The introduction of the 3% stamp duty surcharge in April, the scrapping of the 10% Wear and Tear tax relief, the fact that mortgage tax relief is set to be phased out from next year, the need for landlords to now check the residency of their tenants, and now the Bank of England’s Financial Policy Committee will be granted greater powers over the buy-to-let market next year. The list of negative changes in the sector goes on.
Unsurprisingly, a new Martin & Co survey shows that 92% of buy-to-let landlords believe the government is ‘anti-landlord’ and are now calling for the chancellor to back them in the Autumn Statement.
The research also found that 74% of buy-to landlords would like to see this year’s stamp duty changes scrapped in the Autumn Statement.
In addition, more than 50% of this group would like the Philip Hammond remove the punitive changes in mortgage interest tax relief, which comes into force in April 2017.
Ian Wilson, chief executive, Martin & Co, said: “The government seems to be set on making life as difficult as possible for property investors, while ignoring the fact that landlords provide essential rental properties in locations where there are housing shortages and no realistic ability to buy.

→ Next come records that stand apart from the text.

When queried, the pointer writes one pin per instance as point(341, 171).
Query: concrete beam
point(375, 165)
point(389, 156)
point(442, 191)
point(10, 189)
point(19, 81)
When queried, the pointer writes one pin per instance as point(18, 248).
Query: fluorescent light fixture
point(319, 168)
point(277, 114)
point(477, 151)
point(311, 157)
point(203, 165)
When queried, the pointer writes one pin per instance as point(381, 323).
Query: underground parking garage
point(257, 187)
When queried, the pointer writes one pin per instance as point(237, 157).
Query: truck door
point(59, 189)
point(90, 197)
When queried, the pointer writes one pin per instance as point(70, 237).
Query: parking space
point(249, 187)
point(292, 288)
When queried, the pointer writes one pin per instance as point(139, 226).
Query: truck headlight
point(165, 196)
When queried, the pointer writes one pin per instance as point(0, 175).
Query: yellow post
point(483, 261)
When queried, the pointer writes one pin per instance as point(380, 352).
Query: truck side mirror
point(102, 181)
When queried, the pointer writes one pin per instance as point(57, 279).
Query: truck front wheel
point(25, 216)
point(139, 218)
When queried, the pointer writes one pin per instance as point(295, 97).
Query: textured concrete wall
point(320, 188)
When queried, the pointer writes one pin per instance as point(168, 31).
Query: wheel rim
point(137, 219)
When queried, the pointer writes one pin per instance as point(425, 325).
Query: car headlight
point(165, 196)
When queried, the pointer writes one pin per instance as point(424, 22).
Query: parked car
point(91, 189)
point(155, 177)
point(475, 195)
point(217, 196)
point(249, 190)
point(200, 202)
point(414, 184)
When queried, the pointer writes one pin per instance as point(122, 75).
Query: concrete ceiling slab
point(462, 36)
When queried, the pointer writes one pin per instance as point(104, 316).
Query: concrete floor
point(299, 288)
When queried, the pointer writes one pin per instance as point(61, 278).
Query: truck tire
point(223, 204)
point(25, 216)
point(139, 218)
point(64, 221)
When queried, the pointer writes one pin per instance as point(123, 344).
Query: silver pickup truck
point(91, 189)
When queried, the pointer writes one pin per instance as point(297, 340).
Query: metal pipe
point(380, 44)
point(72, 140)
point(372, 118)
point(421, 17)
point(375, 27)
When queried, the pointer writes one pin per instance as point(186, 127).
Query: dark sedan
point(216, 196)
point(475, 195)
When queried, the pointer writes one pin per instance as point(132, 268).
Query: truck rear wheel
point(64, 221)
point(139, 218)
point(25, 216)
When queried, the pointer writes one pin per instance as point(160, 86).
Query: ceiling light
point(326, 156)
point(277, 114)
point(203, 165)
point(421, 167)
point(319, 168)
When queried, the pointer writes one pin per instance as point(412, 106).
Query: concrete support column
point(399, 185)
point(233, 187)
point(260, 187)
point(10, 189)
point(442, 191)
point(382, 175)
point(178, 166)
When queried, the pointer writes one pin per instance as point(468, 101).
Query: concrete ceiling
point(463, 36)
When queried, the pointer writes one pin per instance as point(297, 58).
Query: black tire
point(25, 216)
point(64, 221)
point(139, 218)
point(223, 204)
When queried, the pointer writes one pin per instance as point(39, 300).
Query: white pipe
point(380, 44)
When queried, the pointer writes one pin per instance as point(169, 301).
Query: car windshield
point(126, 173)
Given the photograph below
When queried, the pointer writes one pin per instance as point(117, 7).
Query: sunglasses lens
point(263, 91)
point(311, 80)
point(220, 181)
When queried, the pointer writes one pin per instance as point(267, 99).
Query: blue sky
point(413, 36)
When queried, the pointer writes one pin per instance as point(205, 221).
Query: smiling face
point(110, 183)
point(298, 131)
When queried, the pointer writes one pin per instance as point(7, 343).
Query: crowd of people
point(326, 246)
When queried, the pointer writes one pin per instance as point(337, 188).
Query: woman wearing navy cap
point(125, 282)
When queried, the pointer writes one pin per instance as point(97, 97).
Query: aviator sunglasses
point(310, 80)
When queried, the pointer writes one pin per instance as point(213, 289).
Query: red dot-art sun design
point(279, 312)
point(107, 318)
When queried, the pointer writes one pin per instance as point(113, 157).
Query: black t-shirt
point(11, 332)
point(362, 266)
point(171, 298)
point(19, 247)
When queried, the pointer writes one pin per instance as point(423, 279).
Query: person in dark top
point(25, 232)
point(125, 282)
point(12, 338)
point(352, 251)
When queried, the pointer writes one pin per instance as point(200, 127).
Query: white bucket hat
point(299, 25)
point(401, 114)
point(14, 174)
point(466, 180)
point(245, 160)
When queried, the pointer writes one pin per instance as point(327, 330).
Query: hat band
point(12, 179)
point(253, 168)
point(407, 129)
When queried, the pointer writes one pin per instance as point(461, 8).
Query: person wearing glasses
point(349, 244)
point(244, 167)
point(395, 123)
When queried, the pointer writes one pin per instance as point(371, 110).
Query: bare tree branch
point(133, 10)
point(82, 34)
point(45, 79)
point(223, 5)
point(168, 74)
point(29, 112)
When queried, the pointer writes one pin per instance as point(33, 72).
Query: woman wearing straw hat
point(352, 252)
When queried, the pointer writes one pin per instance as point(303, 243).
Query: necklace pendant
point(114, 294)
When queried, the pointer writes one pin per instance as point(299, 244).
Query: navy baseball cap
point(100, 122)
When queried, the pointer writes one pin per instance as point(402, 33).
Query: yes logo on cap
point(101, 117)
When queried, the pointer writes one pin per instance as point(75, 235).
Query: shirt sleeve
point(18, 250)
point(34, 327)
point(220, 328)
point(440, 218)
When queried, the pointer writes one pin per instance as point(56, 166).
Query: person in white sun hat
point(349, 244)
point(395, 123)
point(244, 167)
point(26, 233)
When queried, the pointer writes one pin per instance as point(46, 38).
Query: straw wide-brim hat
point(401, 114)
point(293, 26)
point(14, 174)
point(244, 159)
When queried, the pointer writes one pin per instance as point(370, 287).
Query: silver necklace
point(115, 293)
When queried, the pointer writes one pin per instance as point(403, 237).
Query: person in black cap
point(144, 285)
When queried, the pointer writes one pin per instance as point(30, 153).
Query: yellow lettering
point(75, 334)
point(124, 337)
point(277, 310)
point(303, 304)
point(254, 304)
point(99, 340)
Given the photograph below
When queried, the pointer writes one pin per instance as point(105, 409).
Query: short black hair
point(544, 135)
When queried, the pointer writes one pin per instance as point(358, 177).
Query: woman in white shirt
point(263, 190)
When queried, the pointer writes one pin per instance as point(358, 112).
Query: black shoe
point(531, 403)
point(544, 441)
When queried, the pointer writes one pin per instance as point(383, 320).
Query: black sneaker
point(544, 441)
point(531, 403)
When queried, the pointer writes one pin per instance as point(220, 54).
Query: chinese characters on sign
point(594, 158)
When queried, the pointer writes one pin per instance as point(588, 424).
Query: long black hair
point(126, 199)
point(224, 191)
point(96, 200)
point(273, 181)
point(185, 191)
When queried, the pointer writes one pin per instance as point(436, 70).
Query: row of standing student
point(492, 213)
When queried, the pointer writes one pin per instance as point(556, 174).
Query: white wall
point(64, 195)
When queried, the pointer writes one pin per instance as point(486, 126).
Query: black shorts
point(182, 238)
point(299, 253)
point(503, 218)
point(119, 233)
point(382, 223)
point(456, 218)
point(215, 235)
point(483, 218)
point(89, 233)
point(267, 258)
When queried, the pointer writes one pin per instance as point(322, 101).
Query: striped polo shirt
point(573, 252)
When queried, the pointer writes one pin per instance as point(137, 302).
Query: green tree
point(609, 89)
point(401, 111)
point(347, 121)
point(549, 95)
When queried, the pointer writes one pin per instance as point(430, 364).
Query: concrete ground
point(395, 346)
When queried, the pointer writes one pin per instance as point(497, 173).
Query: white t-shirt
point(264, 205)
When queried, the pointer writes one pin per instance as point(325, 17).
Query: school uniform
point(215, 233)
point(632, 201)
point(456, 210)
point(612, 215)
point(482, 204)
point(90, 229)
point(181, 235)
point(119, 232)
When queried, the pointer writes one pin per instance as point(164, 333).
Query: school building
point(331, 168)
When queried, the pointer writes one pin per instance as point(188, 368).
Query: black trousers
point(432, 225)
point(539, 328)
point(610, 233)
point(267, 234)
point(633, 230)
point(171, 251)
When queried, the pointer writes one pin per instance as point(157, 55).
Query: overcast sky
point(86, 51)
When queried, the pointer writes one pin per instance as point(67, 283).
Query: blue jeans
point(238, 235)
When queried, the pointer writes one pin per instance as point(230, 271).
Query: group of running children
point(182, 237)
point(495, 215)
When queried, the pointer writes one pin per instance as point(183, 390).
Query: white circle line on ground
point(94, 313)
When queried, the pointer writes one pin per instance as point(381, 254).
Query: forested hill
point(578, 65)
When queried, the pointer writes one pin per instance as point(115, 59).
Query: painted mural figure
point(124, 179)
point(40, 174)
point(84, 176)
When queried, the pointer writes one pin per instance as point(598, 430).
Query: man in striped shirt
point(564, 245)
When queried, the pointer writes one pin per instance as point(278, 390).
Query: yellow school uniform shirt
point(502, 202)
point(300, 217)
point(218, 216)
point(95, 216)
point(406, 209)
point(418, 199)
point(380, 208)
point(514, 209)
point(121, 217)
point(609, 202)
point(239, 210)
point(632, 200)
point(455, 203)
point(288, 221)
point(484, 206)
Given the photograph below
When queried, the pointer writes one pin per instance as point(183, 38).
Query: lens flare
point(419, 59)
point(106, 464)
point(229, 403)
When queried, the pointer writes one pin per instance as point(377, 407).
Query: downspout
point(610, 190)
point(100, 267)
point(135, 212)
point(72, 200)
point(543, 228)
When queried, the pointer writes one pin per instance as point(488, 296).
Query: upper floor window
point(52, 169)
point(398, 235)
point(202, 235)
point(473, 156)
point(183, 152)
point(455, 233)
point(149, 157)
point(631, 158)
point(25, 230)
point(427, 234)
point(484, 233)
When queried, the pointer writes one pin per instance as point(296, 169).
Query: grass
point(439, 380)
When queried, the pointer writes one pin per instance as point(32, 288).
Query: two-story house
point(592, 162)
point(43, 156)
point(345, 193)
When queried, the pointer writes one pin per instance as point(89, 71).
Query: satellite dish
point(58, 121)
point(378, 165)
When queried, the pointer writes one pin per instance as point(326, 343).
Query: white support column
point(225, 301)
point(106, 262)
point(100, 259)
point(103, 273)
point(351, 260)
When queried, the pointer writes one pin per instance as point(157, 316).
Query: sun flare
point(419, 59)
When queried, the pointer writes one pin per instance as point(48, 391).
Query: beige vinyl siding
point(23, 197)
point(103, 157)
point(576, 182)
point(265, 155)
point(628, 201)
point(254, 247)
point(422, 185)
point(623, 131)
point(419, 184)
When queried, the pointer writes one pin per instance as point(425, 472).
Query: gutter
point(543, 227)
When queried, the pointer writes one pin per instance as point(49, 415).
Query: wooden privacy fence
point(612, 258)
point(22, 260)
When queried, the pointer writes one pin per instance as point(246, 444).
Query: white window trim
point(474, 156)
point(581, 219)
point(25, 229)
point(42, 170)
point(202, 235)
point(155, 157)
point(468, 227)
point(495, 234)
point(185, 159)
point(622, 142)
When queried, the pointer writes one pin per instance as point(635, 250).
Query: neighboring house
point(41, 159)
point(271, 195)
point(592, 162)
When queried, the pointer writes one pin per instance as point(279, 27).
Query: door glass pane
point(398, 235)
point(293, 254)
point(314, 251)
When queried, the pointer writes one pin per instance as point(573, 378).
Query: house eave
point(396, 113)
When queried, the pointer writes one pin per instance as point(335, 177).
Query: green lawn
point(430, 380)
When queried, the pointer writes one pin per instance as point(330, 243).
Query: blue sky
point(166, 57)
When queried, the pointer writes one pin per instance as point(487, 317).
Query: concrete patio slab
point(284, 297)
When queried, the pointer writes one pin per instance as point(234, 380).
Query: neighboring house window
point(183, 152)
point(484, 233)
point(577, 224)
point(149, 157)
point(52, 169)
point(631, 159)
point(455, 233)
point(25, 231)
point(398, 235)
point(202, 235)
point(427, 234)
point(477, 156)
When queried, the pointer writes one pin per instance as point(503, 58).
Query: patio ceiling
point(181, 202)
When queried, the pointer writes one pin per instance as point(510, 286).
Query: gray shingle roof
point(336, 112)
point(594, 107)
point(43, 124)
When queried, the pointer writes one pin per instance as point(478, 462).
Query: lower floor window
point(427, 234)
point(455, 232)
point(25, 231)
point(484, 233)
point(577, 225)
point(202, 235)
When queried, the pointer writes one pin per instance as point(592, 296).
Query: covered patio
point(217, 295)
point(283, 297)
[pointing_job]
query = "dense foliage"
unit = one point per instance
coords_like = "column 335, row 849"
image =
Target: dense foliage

“People are relying on the private rented sector to supply property, so we need the Chancellor to back our landlords and encourage them to continue to invest and provide a vital pipeline of homes for people who simply cannot afford to buy.”
Eddie Goldsmith, chairman of The Conveyancing Association, is among those that believes that this week’s Autumn Statement represents “a pivotal moment for the UK housing market” because the “anti-landlord and investor policies” introduced by Osborne, coupled with the Brexit vote, has led to something of a “perfect storm”, which if allowed to continue could “reduce transaction levels to rubble for many months to come”.
He said: “It may be too much to hope that the 3% extra charge on additional property stamp duty will be abolished, but such a move – as well as a u-turn on next year’s mortgage interest tax relief changes – would be most welcome.”